# Dogs in Yokohama?



## TX2JA

I just found out last week that my husbands job is going to be sending us from the US to Yokohama. I've never been to Japan. Kids are in college, so no kids but we have a dog (50 pound Australian Sheppard). Coming from the US looks like 180 days before she can come. I've already contacted a pet relocation company. 
So I'd like to know: Are there non-lap dogs in Japan? Parks for them to go to? English speaking vets, boarding facilities? Is it crazy to think about taking her?
Thank you for any advice.


----------



## larabell

I don't own a dog so I can't speak to the vet situation but there are certainly large dogs in Tokyo. One friend of mine owns a Golden Retriever and a neighbor whom I don't know owns a wiry-looking dog that one could easily mistake for a small pony. There are parks around but many of the smaller neighborhood parks don't allow dogs (which doesn't mean people don't bring them anyway but I'm assuming you'll want to stay on good terms with your neighbors). Get your husband's employer to spring for a car. There are plenty of large parks that don't ban dogs and there are also some that are designed specifically as dog runs. But you'll most likely need to drive to reach them because most of the parks in the city are relatively small and designed for kids.


----------



## TX2JA

Thank you larabell for your response. We definitely want to stay on good terms with the neighbors and the company won't pay for a car. I do know a coworker got a car but it was a major hassle getting the funds transferred into the country. Would your friend with the Golden be willing to "talk" with me about the vet, boarding questions?


----------



## Singapore Saint

I came up from Singapore with a Boxer, however I live near Yoyogi Park which has a very popular dog run and we also had no quarantine issues, he was allowed straight in.

Not sure if I can help you too much as I don't know Yokohama, but happy to try!


----------



## larabell

TX2JA said:


> Would your friend with the Golden be willing to "talk" with me about the vet, boarding questions?


Maybe... if you can speak Japanese. 

Seriously, though... He lives up in Nakano-ku near me so I doubt he'd be a good source for information about resources in Yokohama. Have you tried a web search?


----------



## TX2JA

Singapore Saint said:


> I came up from Singapore with a Boxer, however I live near Yoyogi Park which has a very popular dog run and we also had no quarantine issues, he was allowed straight in.
> 
> Not sure if I can help you too much as I don't know Yokohama, but happy to try!


Thank you for taking the time to reply. I guess what I need to do is find out where the parks are and try to find housing close by. I'm assuming dogs aren't allowed on public transportation- is that correct? We were thinking we wouldn't get a car.


----------



## larabell

TX2JA said:


> I'm assuming dogs aren't allowed on public transportation- is that correct?


From the JR webpage:

"Small dogs, cats, pigeons and similar small animals may be brought on board for a fee as long as they are kept in a carrying case that is no more than 70 centimeters long and has a total length, width and height of no more than around 90 centimeters."
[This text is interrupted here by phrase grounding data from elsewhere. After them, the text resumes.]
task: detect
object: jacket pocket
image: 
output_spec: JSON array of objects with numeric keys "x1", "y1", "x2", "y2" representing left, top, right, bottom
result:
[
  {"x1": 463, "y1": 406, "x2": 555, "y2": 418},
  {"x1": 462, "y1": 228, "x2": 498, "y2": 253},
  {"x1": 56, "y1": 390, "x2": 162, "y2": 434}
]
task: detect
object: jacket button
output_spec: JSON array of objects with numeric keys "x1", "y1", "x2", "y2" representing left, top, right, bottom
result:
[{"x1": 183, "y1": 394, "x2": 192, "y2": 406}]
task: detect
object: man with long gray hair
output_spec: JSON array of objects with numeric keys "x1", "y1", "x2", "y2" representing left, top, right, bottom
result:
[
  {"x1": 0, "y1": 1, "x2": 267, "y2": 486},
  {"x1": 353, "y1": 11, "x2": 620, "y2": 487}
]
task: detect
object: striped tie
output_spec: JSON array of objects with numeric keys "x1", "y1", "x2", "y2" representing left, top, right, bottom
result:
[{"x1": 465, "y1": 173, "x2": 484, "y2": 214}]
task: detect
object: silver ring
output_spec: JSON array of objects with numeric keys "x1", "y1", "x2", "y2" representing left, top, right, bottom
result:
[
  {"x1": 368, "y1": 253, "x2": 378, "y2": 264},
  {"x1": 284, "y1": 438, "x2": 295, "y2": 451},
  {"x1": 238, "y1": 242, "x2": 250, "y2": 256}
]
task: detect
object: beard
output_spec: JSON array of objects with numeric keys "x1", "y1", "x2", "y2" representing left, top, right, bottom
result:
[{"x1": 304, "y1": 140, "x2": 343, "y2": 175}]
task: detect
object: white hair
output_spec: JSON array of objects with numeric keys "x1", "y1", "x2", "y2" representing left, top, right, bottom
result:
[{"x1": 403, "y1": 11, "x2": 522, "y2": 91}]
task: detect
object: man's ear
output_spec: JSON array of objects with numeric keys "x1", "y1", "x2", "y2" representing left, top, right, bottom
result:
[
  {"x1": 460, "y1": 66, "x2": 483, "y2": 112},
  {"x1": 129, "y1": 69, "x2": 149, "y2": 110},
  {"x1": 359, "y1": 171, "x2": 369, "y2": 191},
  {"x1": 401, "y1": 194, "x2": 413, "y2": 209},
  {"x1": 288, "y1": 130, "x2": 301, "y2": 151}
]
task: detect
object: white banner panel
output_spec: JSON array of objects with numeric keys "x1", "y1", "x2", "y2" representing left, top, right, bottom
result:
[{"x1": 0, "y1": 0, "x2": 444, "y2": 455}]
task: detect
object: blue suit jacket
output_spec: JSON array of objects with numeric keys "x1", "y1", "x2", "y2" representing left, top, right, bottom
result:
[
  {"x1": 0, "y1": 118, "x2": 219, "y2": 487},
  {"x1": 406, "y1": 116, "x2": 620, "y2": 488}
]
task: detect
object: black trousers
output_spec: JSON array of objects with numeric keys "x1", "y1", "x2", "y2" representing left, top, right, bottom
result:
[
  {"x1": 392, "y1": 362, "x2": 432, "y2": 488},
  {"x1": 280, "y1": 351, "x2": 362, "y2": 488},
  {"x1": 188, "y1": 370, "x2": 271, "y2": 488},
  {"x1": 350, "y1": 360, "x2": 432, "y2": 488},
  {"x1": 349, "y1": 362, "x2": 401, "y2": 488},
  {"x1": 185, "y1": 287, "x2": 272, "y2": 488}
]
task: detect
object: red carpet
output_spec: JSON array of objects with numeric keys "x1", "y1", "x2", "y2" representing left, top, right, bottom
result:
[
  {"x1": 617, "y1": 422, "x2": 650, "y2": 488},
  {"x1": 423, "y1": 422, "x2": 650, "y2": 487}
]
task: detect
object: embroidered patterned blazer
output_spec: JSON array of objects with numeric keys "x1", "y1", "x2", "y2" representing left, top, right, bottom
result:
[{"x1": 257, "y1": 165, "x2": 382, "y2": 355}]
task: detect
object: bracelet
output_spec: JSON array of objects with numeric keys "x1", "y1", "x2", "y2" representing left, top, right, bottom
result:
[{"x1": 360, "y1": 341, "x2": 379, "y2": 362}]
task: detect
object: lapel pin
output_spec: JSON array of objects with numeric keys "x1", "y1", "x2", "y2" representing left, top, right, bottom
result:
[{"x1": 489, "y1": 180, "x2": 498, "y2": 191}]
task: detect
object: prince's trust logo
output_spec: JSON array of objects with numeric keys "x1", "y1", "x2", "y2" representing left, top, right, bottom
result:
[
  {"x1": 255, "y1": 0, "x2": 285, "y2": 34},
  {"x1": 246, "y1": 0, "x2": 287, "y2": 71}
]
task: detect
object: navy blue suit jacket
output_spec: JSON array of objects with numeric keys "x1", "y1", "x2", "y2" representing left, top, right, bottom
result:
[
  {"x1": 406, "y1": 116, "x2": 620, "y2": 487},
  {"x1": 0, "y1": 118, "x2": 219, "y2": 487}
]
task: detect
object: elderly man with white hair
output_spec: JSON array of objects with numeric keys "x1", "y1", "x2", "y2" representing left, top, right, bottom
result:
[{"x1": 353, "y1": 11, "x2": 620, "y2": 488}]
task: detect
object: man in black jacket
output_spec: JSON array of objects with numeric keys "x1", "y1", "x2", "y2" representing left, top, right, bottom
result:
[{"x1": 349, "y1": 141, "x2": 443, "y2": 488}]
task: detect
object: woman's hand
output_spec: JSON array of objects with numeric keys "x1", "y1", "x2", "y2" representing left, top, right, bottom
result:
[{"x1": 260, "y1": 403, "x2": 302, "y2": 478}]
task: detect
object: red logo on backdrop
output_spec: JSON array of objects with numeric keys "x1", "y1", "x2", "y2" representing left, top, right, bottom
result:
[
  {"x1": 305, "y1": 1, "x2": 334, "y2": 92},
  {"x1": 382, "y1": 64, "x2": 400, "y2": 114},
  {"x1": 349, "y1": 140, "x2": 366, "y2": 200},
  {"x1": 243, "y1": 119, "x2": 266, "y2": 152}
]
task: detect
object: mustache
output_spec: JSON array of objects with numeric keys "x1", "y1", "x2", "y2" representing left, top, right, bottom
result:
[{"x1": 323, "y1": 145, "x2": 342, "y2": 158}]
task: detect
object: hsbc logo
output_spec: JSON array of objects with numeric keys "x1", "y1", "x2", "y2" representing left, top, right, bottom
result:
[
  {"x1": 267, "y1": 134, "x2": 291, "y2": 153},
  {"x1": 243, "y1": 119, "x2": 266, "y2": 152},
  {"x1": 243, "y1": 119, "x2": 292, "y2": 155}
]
I would imagine the subways and private lines have the same restrictions. I've seen small dogs and cats in carrying cases on the trains but I've never larger animals.


----------



## GWW

Hi

I have just arrived in Yokohama so I cannot comment on vets etc however, we too have a dog who will be arriving in 5 weeks time. I have found a house about 20 minutes from Yokohama (by train) which is close to a park and the river, both of which will be great walking for our four legged one. I have been asking a lot of questions as I am concerned about our's not having the freedom that he had in Australia and while it seems that Japan is not as 'dog friendly' in that ours will not be allowed off the lead in most parks etc, I am happy enough that he will have a great time. I have been told that there are a number of dog friendly cafes around. The biggest problem I have found so far is finding a pet sitter for when we want to go away for a weekend but I am working on that also. I hope to find other dog owners in our areas so our's can have 'doggy dates' in case we cannot get him to the parks by train.

This is not much help to you in terms of vet etc but I will put up more informatino as I find it. The important thing is to advise your husband's company's relocation people that you need a house which allows pets as very few apartments in Yokohama will allow a dog like a shephard (limit is apparently 7kg). We just decided to move a little away from Yokohama (which, by the way, has a lot of room for dog walking down by the water) so that there was more space for both us and the dog.

If you do make it here, and you think your dog would like a play date, please let me know as I am keen to ensure that our's still has a lot of socialising. He is very sociable and quite used to playing with other dogs on a daily basis and I don't want him to lose that contact.

Good luck


----------